A comparison of O’Neill to Beckett is hardly fair, since Beckett is infinitely the better artist, subtler mind, and finer stylist. Beckett writes apocalyptic farce, or tragicomedy raised to its greatest eminence. O’Neill doggedly tells his one story and one story only, and his story turns out to be himself. The Iceman Cometh, being O’Neill at his most characteristic, raises the vexed question of whether and just how dramatic value can survive a paucity of eloquence, too much commonplace religiosity, and a thorough lack of understanding of the perverse complexities of human nature. Plainly Iceman does survive, and so does Long Day’s Journey. They stage remarkably, and hold me in the audience, though they give neither aesthetic pleasure nor spiritually memorable pain when I reread them in the study.
In any event, Bloom ain’t wrong when he says it’s unfair to compare O’Neill to Beckett. Earlier I promised I’d discuss a favorite Shakespeare class of mine. The one in question was an intro-level class that nevertheless included Lear, which we read in concert with Beckett’s Waiting for Godot. The result was remarkable. Both plays occupy the same godless landscape—Lear with its self-deposed king invoking a dead pantheon of pagan gods, Godot with its twin clowns waiting arm-in-arm for salvation. Tableaus from Lear would be at home in Godot: Lear as Gogo and the Fool as Didi, both on the same blasted heath, wondering where heaven went. They both see us as alone in the universe, though Beckett’s view is, in my mind, far cheerier than Shakespeare’s in Lear. Corruption and madness shatter Lear’s kingdom, while over in Beckett’s universe, Didi and Gogo huddle under that one lonely tree, loving each other for all time.
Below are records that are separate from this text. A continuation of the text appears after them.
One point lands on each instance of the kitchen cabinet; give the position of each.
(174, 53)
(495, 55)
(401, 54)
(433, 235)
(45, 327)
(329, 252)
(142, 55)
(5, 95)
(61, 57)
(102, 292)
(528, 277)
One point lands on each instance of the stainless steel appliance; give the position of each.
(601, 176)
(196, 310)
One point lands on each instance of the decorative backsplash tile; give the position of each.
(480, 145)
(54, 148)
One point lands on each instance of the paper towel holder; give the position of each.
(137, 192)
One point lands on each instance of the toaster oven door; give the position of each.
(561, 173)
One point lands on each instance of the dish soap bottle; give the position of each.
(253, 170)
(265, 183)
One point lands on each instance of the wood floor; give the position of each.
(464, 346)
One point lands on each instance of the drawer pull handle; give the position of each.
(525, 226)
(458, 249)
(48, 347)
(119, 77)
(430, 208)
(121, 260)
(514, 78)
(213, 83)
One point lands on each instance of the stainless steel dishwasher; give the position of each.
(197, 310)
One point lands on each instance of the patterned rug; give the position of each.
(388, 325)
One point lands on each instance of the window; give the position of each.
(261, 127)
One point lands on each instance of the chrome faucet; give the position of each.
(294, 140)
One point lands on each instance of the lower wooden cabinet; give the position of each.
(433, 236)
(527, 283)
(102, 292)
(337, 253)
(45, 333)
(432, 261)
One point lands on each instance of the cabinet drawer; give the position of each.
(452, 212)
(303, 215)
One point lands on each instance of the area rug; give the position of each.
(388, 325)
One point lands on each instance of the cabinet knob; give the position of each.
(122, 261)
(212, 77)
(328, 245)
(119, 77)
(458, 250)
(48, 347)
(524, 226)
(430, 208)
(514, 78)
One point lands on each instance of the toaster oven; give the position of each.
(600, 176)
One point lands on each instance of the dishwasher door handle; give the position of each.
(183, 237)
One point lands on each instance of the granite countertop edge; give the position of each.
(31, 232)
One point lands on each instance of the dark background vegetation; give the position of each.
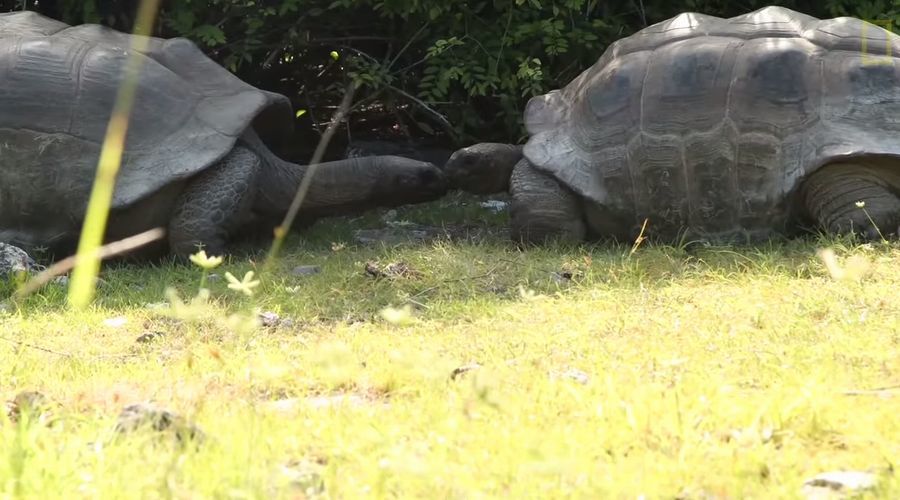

Moving on: Bloom also ain’t wrong when he says The Iceman Cometh stages remarkably and holds you in the audience. For perspective, my seat for the Old Vic production was in the nosebleeds, on a pew that offered no back or foot support and which forced everyone to lean forward onto a balcony railing—and yet the play was enthralling. Reading it again, I was reminded of its most powerful scenes, of the vivid posse of archetypes, of its crunchy dialogue. O’Neill’s beliefs—theological, cosmological—aren’t as sophisticated as Beckett’s or Shakespeare’s, and neither are his plays, and yet I don’t care.
When I started this review, I said I hoped to discover what keeps me coming back to O’Neill, in particular The Iceman Cometh. I’m still not sure. Maybe it’s a desire to one day stage a truly great production of something. Maybe its a foolhardy desire to play Larry, a role I once bungled in acting class. Maybe it’s a simple desire to master a masterwork. Maybe it springs from a dark-minded impulse to inhabit a world that reminds me of our own in its current dystopic state.
Who cares. I love this play, and I hope to see it staged again someday soon.